Jimmy’s Hall Voilà ce qui semble être, selon ses propres dires, le dernier film du réalisateur britannique Ken Loach. D’Hidden Agenda à It’s a free world, en passant par Sweet Sixteen, Les dockers de Liverpoool, ou Bread and roses, Loach dépeint avec un remarquable talent, par le long-métrage ou le documentaire, la (sur)vie, l’amour, les luttes, des gens du peuple. Sans mélo, sans omettre les failles, les faiblesses, mais toujours avec cette profonde tendresse pour les victimes d’un système capitaliste inhumain.
Dans son Jimmy’Hall, Ken Loach et son scénariste Paul Laverty reprennent le chemin de l’Irlande, qu’ils avaient quitté en 1922 en pleine guerre civile, dans le superbe Le vent se lève. L’histoire se déroule en 1932, lors de l’accession au pouvoir d’Eamon de Valera, ex-insurgé de 1916, ex-président de la République irlandaise clandestine, ex-chef des forces anti-Traité de la guerre civile. Une période charnière de l’histoire de l’Irlande, qui voit se succéder espoirs et désillusions.

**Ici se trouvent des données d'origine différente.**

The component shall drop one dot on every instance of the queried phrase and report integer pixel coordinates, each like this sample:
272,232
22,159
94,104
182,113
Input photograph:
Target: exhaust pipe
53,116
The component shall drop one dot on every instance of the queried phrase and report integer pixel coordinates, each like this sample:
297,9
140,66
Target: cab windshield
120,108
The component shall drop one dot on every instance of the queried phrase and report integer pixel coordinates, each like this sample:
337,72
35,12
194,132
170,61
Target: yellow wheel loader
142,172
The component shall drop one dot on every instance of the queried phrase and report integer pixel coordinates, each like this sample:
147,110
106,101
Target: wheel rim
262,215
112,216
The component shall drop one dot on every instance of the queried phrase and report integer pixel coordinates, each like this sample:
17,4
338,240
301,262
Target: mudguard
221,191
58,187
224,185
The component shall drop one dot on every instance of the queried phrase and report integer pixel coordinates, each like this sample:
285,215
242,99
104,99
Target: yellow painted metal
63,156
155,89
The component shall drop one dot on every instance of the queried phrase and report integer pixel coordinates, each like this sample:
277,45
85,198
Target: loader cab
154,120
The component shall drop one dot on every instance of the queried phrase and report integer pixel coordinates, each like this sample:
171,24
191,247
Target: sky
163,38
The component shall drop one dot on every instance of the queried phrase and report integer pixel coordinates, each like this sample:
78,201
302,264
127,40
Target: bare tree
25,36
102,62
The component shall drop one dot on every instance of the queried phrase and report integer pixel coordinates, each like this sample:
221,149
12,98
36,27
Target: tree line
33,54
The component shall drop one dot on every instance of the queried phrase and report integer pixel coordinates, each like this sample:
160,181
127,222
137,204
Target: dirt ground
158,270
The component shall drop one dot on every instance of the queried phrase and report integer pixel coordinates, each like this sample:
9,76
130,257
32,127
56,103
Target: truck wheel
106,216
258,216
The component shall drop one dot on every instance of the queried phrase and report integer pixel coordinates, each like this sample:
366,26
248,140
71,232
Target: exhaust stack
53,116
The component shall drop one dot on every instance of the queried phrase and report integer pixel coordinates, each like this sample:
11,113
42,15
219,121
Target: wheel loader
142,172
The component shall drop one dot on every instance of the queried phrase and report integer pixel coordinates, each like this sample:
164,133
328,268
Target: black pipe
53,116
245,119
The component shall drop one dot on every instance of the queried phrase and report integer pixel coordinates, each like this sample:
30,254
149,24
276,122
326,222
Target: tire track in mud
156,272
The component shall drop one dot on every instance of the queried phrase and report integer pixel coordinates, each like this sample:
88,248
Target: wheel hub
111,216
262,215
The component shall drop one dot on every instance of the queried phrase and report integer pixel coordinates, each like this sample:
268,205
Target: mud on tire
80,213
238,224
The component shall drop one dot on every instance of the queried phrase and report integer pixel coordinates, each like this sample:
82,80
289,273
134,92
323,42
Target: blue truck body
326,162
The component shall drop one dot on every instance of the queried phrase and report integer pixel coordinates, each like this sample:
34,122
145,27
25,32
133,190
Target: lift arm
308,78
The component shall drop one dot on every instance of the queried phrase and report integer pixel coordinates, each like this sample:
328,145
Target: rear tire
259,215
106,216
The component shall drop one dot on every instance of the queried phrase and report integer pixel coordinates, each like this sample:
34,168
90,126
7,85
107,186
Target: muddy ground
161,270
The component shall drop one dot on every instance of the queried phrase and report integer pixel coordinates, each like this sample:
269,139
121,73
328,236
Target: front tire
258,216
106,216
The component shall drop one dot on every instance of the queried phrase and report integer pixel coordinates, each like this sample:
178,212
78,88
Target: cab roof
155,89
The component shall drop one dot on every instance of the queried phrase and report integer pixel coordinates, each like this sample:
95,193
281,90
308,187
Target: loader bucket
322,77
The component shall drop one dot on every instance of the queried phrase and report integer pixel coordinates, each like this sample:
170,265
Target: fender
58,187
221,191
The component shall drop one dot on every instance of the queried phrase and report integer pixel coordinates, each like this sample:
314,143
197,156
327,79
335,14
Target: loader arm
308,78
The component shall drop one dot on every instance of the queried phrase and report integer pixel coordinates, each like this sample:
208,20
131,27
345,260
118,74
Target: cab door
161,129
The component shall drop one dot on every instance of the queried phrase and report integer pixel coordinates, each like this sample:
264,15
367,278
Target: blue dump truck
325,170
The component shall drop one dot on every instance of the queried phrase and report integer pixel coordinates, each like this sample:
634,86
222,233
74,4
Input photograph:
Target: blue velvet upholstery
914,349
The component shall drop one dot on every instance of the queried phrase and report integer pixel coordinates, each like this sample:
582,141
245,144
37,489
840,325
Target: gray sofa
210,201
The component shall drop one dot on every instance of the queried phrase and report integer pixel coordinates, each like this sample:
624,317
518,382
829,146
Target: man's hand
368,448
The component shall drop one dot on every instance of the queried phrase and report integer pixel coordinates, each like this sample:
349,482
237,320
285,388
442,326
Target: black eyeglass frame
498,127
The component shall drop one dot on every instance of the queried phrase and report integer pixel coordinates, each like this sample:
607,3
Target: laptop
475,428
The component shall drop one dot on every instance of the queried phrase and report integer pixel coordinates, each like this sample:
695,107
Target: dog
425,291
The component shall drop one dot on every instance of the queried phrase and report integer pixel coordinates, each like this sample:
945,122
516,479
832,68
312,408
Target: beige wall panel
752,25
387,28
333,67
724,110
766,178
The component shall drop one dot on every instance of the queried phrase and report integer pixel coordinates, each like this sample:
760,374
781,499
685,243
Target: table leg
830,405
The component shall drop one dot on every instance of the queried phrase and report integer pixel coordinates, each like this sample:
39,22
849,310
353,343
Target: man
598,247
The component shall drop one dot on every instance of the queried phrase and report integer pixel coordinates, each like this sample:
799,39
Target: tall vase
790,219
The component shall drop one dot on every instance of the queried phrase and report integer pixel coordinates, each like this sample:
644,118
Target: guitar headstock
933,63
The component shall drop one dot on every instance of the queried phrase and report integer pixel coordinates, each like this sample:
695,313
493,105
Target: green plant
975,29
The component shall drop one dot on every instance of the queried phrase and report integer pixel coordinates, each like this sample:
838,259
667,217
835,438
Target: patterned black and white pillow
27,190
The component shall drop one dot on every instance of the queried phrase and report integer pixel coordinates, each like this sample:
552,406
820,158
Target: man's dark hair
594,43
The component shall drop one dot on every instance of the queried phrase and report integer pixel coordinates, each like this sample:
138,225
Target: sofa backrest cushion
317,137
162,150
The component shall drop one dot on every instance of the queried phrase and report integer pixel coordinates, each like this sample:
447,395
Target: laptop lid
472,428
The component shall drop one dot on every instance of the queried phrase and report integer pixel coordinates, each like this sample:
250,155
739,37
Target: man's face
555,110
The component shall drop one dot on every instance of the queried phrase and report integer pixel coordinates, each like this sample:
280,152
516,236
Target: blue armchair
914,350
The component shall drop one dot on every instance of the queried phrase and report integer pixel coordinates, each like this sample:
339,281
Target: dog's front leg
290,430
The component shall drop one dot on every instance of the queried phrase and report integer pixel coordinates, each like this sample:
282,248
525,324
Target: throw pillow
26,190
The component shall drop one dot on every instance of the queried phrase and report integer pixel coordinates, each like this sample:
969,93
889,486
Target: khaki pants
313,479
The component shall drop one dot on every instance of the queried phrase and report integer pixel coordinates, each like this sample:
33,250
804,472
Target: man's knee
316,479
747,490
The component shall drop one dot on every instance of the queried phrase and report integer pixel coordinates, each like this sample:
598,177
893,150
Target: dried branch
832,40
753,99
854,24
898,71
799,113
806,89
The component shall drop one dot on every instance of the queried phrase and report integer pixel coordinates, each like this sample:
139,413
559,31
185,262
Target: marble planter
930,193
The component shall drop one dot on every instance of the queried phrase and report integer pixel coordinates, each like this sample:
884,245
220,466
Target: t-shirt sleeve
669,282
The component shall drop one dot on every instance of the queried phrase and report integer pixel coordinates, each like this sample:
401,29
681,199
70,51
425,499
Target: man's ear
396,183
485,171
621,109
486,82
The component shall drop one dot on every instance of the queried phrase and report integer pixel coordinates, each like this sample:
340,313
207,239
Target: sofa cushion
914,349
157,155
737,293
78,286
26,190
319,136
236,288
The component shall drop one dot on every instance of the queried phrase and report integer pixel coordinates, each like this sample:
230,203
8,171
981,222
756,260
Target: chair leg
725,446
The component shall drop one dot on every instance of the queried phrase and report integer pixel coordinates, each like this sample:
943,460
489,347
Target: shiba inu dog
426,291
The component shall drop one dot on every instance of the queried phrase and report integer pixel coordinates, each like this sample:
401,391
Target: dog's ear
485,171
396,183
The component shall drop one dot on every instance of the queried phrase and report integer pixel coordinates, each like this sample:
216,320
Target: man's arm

Le film s’inspire de la vie du militant communiste Jimmy Gralton et débute sur son retour dans son Leitrim natal, après dix ans d’exil aux Etats-Unis. Sur place, il est sollicité par ses anciens compagnons et par une nouvelle génération de jeunes gens, afin de rouvrir le « Pearse-Connolly Hall », véritable Maison du peuple, dont le nom honore deux des principaux chefs de l’insurrection de 1916, où se succèdent cours de danse et de boxe, initiation à la littérature et au dessein, mais aussi discussions politiques.
Sur place, Jimmy et ses camarades se retrouvent rapidement en bute aux forces réactionnaires à l’œuvre dans l’Irlande des années 1930. L’Eglise tout d’abord, qui voie dans le dancing un dangereux outil de dévoiement de la jeunesse catholique, et n’hésite pas à menacer tout individu se risquant dans les pas de Jimmy…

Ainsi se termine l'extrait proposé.